TANGER - Фарид Нагим
Шрифт:
Интервал:
Закладка:
Пил с Ниной Васильевной и Вовой.
— А ты все так же на даче, Вов?
— Да…
Зачем же приезжала Асель? Наверное, по работе, командировка какая-нибудь. Как же грустно пахнет тот шарф. Если бы мы нечаянно встретились, я бы умер. Ей, наверное, рассказали тут про меня. Она и в Алмате в последний день его носила. А если бы она вернулась? «Анвар, давай простим все самим себе и начнем по-новой. Будем в общаге жить. Ты в аспирантуру пойдешь, тебя же приглашали, а я работать буду у Васьки в журнале „Где учиться“».
— А там не холодно, Вов?
— Холодно, вообще-то…
Ей рассказали, как я здесь бомжую и опускаюсь. Все рассказали. Дуданова усилила все краски, рассказала все про меня, как я здесь нищенствую и загибаюсь, сука.

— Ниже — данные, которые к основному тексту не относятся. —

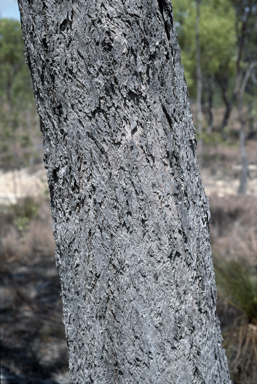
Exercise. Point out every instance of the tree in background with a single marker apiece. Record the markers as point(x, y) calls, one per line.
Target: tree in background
point(131, 219)
point(217, 49)
point(17, 109)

— Это что, уже семь часов, что ли?! Ничего себе, вот же только было пять, куда летит время?!
— Опаздываешь? — поинтересовался Вова.
— Нет, я так. А где же Анатоль?
— Работаит, вот как ты уехал, устает, командуит даже иногда, — обрадовалась Нина Васильевна.
— Ты ему скажи, пусть он мой маленький телевизор принесет!

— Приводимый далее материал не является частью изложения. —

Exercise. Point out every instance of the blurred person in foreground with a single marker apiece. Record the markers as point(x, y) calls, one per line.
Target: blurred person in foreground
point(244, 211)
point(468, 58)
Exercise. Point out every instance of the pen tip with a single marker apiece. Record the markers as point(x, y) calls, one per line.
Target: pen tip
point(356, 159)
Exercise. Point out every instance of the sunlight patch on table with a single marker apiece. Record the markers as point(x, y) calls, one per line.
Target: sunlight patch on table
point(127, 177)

— Я ему говорила, Владимир.
— Ну, так что толку-то, что говорила? Говорила-говорила, сам не скажешь, так…
Я пошел и снова набрал номер Дудановой. Никто не брал трубку. Позвонил Надежде. Она сразу узнала меня. Договорились о встрече. Голос ее волновался.
Пошел к Димке, он ел.
— Гази с Аселькой твоей встречался.
— Я так и думал.
— Прекрасно устроена в социальном плане, в квартире сделали евроремонт с матерью.
— Прекра-асно, прекра-асно, — тянул я.
— На какой-то совместной английско-казахской фирме работает.
— Прекра-асно.
— Приезжала в командировку.
— Прекра-асно.
— Прекра-асно, прекра-асно, — сказал Димка. — Ебаный неудачник.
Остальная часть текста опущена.